Durante la permanenza a Bagni di Lucca pare che la contemporanea presenza di un comando tedesco creasse qualche problema. Sebastiani dice che con le SS le relazioni erano molto difficili e parla addirittura di “rischio di finire a fucilate ” (cosa affermata anche da altre fonti a Bagni di Lucca)
Egli dice anche che, per fortuna, c’era un ufficiale austriaco, il già nominato colonnello Suffa che era amichevole e che permise perfino, come già detto, che qualcuno della B.N. affiancasse i soldati tedeschi sul fronte, forse sull’Arno. 
 Trascorsero, così, i mesi di Luglio e di Agosto, durante i quali – dice Sebastiani – Utimperghe cercò a lungo di ottenere da qualche comando tedesco di poter essere incorporato in qualche unità tedesca combattente per poter utilizzare sul fronte, contro gli anglo americani,  la sua brigata mobile. Ma, sostanzialmente, pare che l’attività prevalente di Utimperghe in quel periodo sia stata quella politico-amministrativa di Capo Provincia.

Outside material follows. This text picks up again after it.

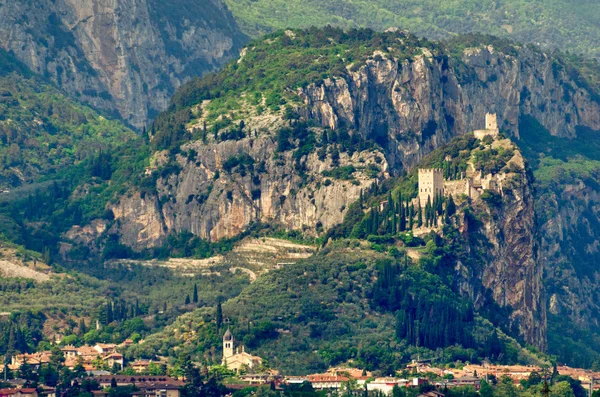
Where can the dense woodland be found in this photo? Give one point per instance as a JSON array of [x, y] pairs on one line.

 Cosa che pare accadesse anche in periferia, nei vari distaccamenti. Il capitano Gino Vivarelli, per esempio, era anche Segretario di Fascio e Commissario Prefettizio del Comune di Barga (dal 14.1.44), idem  il Sten Silla Turri a Castelnuovo Garfagnana (dal Luglio 44), idem Sante Barbieri a Forte dei Marmi, idem Augusto Girolami a Castiglione (dal 5.9.44 la carica passerà al Ten. Ricci Aurelio), idem Aurelio Ricci a Fosciandora (dal 9.8.44) (1). E dal 2.9.44 Comm.Pref di Borgo a Mozzano sarà il Ten. Dinelli Carlo.
 
IL PRIMO ATTENTATO CONTRO LA BRIGATA NERA A CASTELNUOVO GARFAGNANA
 
 Contro il Silla Turri i partigiani garfagnini, compirono un attentato il 20 agosto. Nella notte questi erano riusciti, pare costringendo la figlia del custode della Rocca Ariostesca ove aveva sede il Comune a fornire la chiave, a penetrare nella sala consigliare ove la mattina dopo avrebbe avuto luogo una riunione presieduta dal Turri e a piazzare una bomba a orologeria sotto la pedana sulla quale avrebbe preso posto proprio il Turri. La bomba esplose quando il Turri non era ancora seduto al suo posto. Egli, quindi, rimase illeso, ma l’esplosione uccise il Serg. Giovanni Battaglini e ferì gravemente ad una gamba il brigatista Giulio Tamburi, tanto che rimarrà claudicante senza speranza di recupero. Questo fatto, fra l’altro, sarà la causa indiretta della sua morte. La sua infermità, infatti, gli impedì di seguire la B.N. al nord e rimase a casa. Dove, appena arrivati gli americani, fu, insieme ad altri prelevato dai partigiani e fatto sparire. L’attentato era cosa era grave ma, contrariamente a quel che si poteva temere, la reazione fu molto controllata. Non ci fu nessuna rappresaglia contro la popolazione e fu proceduto nella più rigorosa legalità. I carabinieri, ora GNR, erano ancora al loro posto ed esercitavano le loro funzioni. Ci furono le necessarie indagini e si procedette anche a qualche arresto di sospettati (pare che fra gli arrestati ci fossero anche i veri responsabili). Ma non furono trovate le prove di colpevolezza per cui tutti furono rilasciati. Evidentemente il Fascismo Repubblicano, soprattutto quello locale, e anche Utimperghe,  scelsero di mantenere la più rigorosa legalità ed evitare ogni arbitrio.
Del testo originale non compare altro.